No Mato Grosso do Sul, no final de 2004, foi sancionada lei estadual semelhante, mas excetuando-se casos de internações em UTI, CTI e isolamentos psiquiátricos. O Estatuto da Criança e do Adolescente prevê o acompanhamento por pai ou responsável em qualquer circunstância, o mesmo sendo concedido a partir do Estatuto do Idoso. Em dezembro do ano passado, o presidente Luiz Inácio Lula da Silva sancionou a Lei n.º 11.108, que prevê o direito de acompanhante para mulheres em trabalho de parto.

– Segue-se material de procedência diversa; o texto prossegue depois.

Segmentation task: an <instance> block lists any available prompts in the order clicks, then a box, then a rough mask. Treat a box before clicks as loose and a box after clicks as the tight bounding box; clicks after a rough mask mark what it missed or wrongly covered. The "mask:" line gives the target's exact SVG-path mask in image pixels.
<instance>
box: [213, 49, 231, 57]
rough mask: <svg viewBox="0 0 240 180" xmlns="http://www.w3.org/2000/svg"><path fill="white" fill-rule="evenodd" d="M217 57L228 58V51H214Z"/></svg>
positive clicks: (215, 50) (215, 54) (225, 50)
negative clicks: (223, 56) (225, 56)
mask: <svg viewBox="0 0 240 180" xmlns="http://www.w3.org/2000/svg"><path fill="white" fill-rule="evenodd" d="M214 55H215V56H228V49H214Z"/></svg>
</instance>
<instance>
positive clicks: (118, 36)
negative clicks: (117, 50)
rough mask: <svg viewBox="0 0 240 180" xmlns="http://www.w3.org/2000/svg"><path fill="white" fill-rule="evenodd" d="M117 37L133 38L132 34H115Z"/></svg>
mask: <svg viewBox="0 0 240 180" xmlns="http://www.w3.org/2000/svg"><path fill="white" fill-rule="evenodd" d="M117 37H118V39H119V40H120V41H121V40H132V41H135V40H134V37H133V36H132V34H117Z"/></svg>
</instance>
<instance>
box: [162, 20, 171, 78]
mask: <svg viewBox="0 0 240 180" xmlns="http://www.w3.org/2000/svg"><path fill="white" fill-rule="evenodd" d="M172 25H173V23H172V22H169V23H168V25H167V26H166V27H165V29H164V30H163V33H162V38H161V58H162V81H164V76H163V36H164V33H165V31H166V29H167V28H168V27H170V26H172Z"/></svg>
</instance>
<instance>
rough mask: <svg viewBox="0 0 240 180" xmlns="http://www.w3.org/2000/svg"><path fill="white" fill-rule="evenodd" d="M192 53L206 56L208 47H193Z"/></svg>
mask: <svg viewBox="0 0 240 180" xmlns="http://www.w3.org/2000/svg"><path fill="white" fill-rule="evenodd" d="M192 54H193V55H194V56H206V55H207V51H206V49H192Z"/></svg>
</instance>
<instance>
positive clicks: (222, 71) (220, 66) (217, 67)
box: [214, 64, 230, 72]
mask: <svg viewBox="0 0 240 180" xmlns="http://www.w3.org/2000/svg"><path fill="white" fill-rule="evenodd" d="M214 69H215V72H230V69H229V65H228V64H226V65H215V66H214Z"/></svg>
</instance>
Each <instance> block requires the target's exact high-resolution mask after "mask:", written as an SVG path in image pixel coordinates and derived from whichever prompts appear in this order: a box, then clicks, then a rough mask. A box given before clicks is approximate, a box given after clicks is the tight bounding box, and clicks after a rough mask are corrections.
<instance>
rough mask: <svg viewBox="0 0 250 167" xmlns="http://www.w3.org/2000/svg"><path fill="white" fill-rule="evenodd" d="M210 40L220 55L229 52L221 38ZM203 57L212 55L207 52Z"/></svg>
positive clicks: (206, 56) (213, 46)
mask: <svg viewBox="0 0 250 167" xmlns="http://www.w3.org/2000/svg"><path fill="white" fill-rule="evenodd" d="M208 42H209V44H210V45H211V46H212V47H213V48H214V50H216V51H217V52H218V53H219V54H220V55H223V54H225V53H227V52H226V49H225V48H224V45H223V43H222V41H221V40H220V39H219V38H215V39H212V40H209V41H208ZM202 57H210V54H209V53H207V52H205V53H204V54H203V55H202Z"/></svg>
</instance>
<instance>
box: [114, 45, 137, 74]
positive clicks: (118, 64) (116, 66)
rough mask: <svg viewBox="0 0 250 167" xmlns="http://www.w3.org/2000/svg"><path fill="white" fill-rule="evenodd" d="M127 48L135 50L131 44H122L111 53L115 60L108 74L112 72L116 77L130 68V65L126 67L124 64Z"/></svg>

José Schiavon diz entender a preocupação com a questão da humanização, mas entende como carente de uma discussão aprofundada o projeto de lei n.º 156/2005, de autoria do deputado Artagão de Mattos Leão Júnior, que foi decretada pela Assembléia Legislativa do Estado e sancionada pelo governador.
“Nosso entendimento é de que os hospitais, concebidos sob outra ótica de atenção e zelo ao paciente, além de otimização de custos e espaço, não prevêem tal concessão diante dos riscos previsíveis aos próprios usuários dos serviços ou mesmo aqueles qualificados como acompanhantes”, diz o presidente da FEHOSPAR, ressaltando que hoje já existe o problema da falta de UTI e a possível exigência de reestruturação no ambiente hospitalar para abrigar acompanhante tende a reduzir ainda mais o número de leitos disponíveis. O dirigente confirma que também está sendo feito um trabalho de esclarecimento aos membros do Ministério Público e analisado um documento de termo de responsabilidade a ser assinado pelo paciente ou seu responsável e, ainda, pelo acompanhante em UTI.

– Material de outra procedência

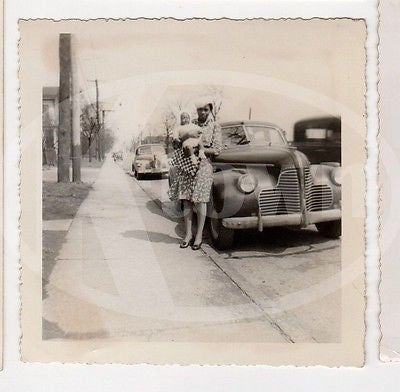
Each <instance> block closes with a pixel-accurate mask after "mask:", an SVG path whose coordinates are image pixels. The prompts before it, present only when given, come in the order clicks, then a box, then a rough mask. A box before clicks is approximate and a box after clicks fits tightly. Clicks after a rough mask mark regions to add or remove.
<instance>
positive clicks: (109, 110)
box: [100, 109, 114, 159]
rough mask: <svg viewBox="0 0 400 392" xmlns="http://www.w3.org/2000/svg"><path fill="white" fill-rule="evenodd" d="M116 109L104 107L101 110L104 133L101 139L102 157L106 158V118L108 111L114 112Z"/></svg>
mask: <svg viewBox="0 0 400 392" xmlns="http://www.w3.org/2000/svg"><path fill="white" fill-rule="evenodd" d="M113 111H114V110H111V109H102V110H101V129H102V133H101V139H100V142H101V157H102V159H104V158H105V152H104V150H105V145H104V136H105V135H104V134H105V130H106V128H105V120H106V113H107V112H113Z"/></svg>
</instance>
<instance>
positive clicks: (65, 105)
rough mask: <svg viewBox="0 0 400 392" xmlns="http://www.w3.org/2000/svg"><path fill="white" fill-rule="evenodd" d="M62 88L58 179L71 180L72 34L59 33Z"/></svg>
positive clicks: (60, 89) (57, 173) (57, 177)
mask: <svg viewBox="0 0 400 392" xmlns="http://www.w3.org/2000/svg"><path fill="white" fill-rule="evenodd" d="M59 60H60V89H59V101H60V103H59V126H58V162H57V181H58V182H69V166H70V147H71V125H72V118H71V114H72V110H71V109H72V108H71V77H72V75H71V72H72V70H71V34H66V33H62V34H60V35H59Z"/></svg>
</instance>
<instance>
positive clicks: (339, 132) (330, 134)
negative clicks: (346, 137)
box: [326, 129, 341, 142]
mask: <svg viewBox="0 0 400 392" xmlns="http://www.w3.org/2000/svg"><path fill="white" fill-rule="evenodd" d="M326 138H327V139H328V140H329V141H333V142H338V141H339V142H340V139H341V135H340V132H338V131H334V130H333V129H328V132H327V134H326Z"/></svg>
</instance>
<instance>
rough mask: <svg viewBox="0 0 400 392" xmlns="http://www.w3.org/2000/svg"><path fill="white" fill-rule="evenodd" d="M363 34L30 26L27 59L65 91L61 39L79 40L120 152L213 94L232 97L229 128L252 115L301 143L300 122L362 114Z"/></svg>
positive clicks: (88, 70)
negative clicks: (169, 119)
mask: <svg viewBox="0 0 400 392" xmlns="http://www.w3.org/2000/svg"><path fill="white" fill-rule="evenodd" d="M362 27H363V26H362V22H361V21H358V22H357V21H353V20H339V19H335V20H329V21H323V20H311V21H304V20H279V21H265V20H253V21H228V20H218V21H217V20H216V21H208V20H196V21H193V20H191V21H176V20H161V21H160V20H131V21H125V22H117V21H104V20H102V21H97V22H95V21H93V22H79V21H66V22H53V21H45V20H42V21H36V22H21V23H20V32H21V43H20V51H21V58H22V68H23V67H24V65H25V66H28V64H29V70H30V72H32V73H33V74H34V75H35V78H34V80H32V84H33V86H32V87H35V88H36V87H37V88H39V87H40V88H41V87H44V86H57V85H58V83H59V82H58V80H59V58H58V43H59V34H60V33H61V32H64V33H65V32H69V33H71V34H72V37H73V42H72V45H73V59H74V64H76V68H75V69H76V75H77V76H76V80H77V83H78V84H79V88H80V90H81V91H82V94H81V98H80V99H81V100H83V101H87V102H90V101H92V102H93V101H94V100H95V89H94V86H95V85H94V82H93V80H95V79H98V81H99V96H100V97H99V98H100V101H101V102H102V105H103V107H104V108H105V109H107V110H110V111H109V112H107V123H108V125H109V127H111V128H112V129H113V131H114V133H115V135H116V136H117V140H118V143H119V144H123V143H124V142H125V143H129V140H131V139H132V138H133V137H134V136H135V135H137V134H138V132H140V131H144V132H146V130H147V129H152V130H157V129H159V128H160V127H161V128H160V133H161V132H162V131H163V130H162V124H161V120H162V116H163V112H164V111H165V110H166V109H167V108H175V109H173V110H176V103H177V102H184V103H185V106H187V107H188V109H189V110H191V111H193V102H194V101H195V100H196V99H197V98H198V97H199V96H202V97H204V96H207V95H208V96H210V95H212V94H210V93H209V91H210V88H211V89H217V91H218V92H219V94H220V95H221V97H222V108H221V111H220V113H219V117H220V120H221V121H228V120H238V119H248V116H249V109H250V108H251V113H252V119H253V120H260V121H268V122H272V123H275V124H277V125H278V126H280V127H282V128H283V129H285V130H286V131H287V135H288V138H289V139H291V136H292V130H293V125H294V123H295V122H296V121H299V120H302V119H304V118H309V117H314V116H321V115H341V114H342V112H343V110H344V109H343V108H345V109H346V110H350V111H354V112H357V111H358V110H359V107H357V106H356V105H353V102H352V99H351V96H352V94H353V92H354V91H358V90H359V86H360V80H359V79H357V78H354V77H353V76H354V75H355V74H357V75H360V74H361V75H362V73H360V72H359V71H360V69H361V67H362V66H363V63H362V60H363V59H364V57H363V50H364V47H363V46H362V45H360V44H359V43H360V42H362V40H360V34H363V29H362ZM360 59H361V63H360ZM356 71H357V72H358V73H356ZM361 82H362V81H361ZM357 89H358V90H357ZM357 102H359V101H357Z"/></svg>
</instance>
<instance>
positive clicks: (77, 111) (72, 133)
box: [71, 37, 82, 182]
mask: <svg viewBox="0 0 400 392" xmlns="http://www.w3.org/2000/svg"><path fill="white" fill-rule="evenodd" d="M75 46H76V45H75V40H74V37H72V54H73V57H72V78H71V82H72V143H71V146H72V155H71V158H72V181H73V182H80V181H81V157H82V152H81V107H80V91H79V83H78V82H79V80H78V66H77V58H76V50H75Z"/></svg>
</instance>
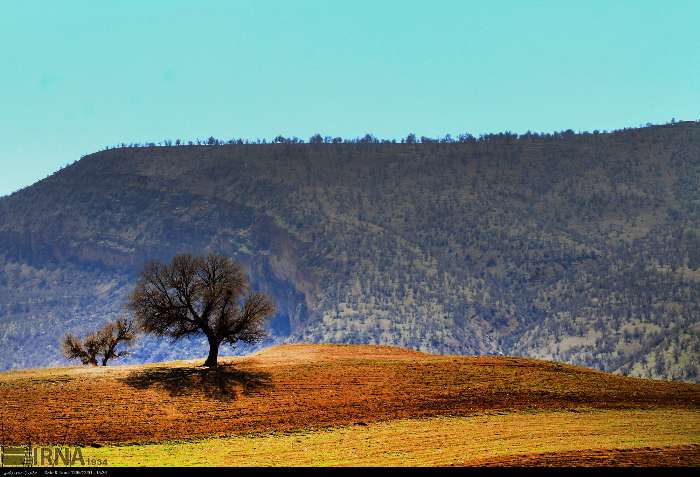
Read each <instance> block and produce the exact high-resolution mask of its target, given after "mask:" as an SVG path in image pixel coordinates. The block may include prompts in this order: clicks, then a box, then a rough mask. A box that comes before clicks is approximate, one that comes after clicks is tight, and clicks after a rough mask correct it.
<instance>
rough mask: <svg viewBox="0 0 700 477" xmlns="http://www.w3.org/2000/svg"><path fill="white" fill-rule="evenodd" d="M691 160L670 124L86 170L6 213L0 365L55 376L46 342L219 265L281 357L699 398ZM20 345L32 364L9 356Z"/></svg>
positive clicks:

“Estas unidades de terapia possuem características singulares e são regidas por normas internacionais e de cunho estritamente científico, seguindo protocolos dinâmicos e rígidos desde que direcionam especiais tratamentos a casos de patologias graves e infecções de riscos não só aos doentes mas, também, a todos os que com eles têm contato. As medidas protetivas e de controle de infecções são, naqueles setores hospitalares, minuciosas e estrategicamente desenvolvidas no sentido de evitarem a disseminação de patógenos a outros doentes e aos profissionais que os atendem diuturnamente”. A manifestação foi feita no ano passado pelo pediatra Luiz Ernesto Pujol, conselheiro do CRM, quando a proposta ainda não tinha sido sancionada e quando se acreditava na análise técnica da questão.
A Lei sancionada pelo governador
LEI Nº 14.922
De 23/11/2005
(Publicação no Diário Oficial N.º 7108, de 24/11/2005)

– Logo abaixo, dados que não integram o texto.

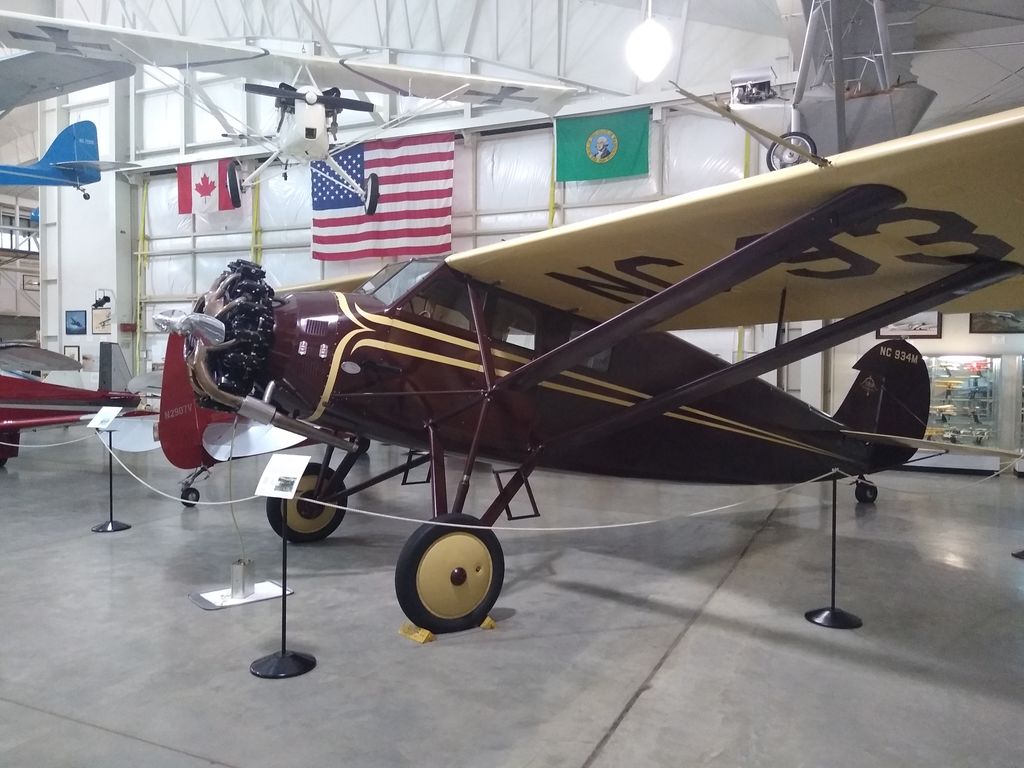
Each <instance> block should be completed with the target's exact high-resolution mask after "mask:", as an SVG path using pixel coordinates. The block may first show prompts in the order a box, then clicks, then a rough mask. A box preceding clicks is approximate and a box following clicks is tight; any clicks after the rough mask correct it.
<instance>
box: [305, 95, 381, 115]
mask: <svg viewBox="0 0 1024 768" xmlns="http://www.w3.org/2000/svg"><path fill="white" fill-rule="evenodd" d="M332 90H334V89H332ZM316 100H317V101H318V102H319V103H322V104H324V105H325V106H326V108H327V109H329V110H339V111H340V110H350V111H352V112H373V111H374V110H376V109H377V106H376V105H375V104H374V103H373V102H372V101H359V100H358V99H355V98H344V97H342V96H334V95H329V94H328V93H322V94H321V95H319V96H317V97H316Z"/></svg>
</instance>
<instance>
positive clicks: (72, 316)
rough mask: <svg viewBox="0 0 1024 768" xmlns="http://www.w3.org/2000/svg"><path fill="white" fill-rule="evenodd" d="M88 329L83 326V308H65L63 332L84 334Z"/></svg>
mask: <svg viewBox="0 0 1024 768" xmlns="http://www.w3.org/2000/svg"><path fill="white" fill-rule="evenodd" d="M88 332H89V329H88V328H86V326H85V310H84V309H67V310H65V334H66V335H68V336H85V334H87V333H88Z"/></svg>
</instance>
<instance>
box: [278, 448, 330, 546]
mask: <svg viewBox="0 0 1024 768" xmlns="http://www.w3.org/2000/svg"><path fill="white" fill-rule="evenodd" d="M319 468H321V465H319V464H307V465H306V471H305V472H303V473H302V478H301V479H300V480H299V485H298V487H297V488H296V490H295V497H294V498H292V499H272V498H270V499H267V500H266V519H267V521H268V522H269V523H270V527H271V528H273V532H274V534H276V535H278V536H282V535H283V532H282V531H283V530H284V526H283V525H282V517H283V510H286V509H287V512H288V541H290V542H292V543H294V544H305V543H307V542H318V541H321V540H323V539H327V538H328V537H329V536H331V534H333V532H334V531H335V529H336V528H337V527H338V526H339V525H341V521H342V520H344V519H345V510H343V509H335V508H334V507H325V506H324V505H323V504H316V503H315V502H313V501H310V500H311V499H313V498H314V497H313V488H315V487H316V477H317V476H318V475H319ZM332 474H333V472H332V470H330V469H329V470H328V471H327V474H326V475H325V476H324V482H325V483H328V482H330V480H331V475H332ZM345 502H346V499H345V497H341V498H339V499H338V501H336V502H332V504H338V505H340V506H345Z"/></svg>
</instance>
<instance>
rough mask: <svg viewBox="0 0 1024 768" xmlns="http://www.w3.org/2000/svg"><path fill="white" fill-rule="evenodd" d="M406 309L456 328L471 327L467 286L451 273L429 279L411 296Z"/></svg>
mask: <svg viewBox="0 0 1024 768" xmlns="http://www.w3.org/2000/svg"><path fill="white" fill-rule="evenodd" d="M406 309H407V310H408V311H410V312H412V313H413V314H415V315H416V316H418V317H426V318H428V319H432V321H435V322H437V323H443V324H445V325H449V326H454V327H455V328H462V329H466V330H468V329H471V328H472V327H473V324H472V322H471V319H470V318H471V317H472V314H473V312H472V309H471V307H470V305H469V291H468V289H467V288H466V286H465V285H464V284H463V283H462V282H461V281H459V280H456V279H455V278H453V276H452V275H451V274H440V275H438V276H437V278H435V279H433V280H430V281H428V282H427V283H426V284H425V285H424V286H423V288H421V289H420V290H419V291H417V292H416V294H415V295H414V296H411V297H410V299H409V301H408V302H407V303H406Z"/></svg>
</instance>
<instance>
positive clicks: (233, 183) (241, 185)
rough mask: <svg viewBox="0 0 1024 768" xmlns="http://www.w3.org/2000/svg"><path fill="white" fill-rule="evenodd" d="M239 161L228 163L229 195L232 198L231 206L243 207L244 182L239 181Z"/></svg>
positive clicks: (228, 190)
mask: <svg viewBox="0 0 1024 768" xmlns="http://www.w3.org/2000/svg"><path fill="white" fill-rule="evenodd" d="M239 168H240V166H239V162H238V161H237V160H236V161H232V162H230V163H228V164H227V197H229V198H230V199H231V208H241V207H242V183H241V182H240V181H239Z"/></svg>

Súmula: Permite a presença de acompanhantes nas dependências das enfermarias e das unidades de terapia intensiva (UTI) dos hospitais, conforme especifica.
A Assembléia Legislativa do Estado do Paraná
decretou e eu sanciono a seguinte lei:
Art. 1º. É permitida a presença de acompanhantes aos enfermos nas dependências das enfermarias e das unidades de terapia intensiva (UTI) dos hospitais, casas de saúde e maternidades públicas e privadas, resguardando o tempo de 3 (três) horas por dia onde são realizados os procedimentos de higienização tanto do local como dos pacientes, além dos exames de maiores complexidades.
Parágrafo único. Para a consecução da norma necessário se faz a presença de cadeiras e colchonetes que permitam a presença do acompanhante em tempo integral, observado o disposto na parte final do dispositivo.
Art. 2º. As instituições referidas no artigo 1º, deverão adequar-se à presente lei no prazo de 90 (noventa) dias.
Art. 3º. Esta Lei entrará em vigor na data de sua publicação.
PALÁCIO DO GOVERNO EM CURITIBA, em 23 de novembro de 2005.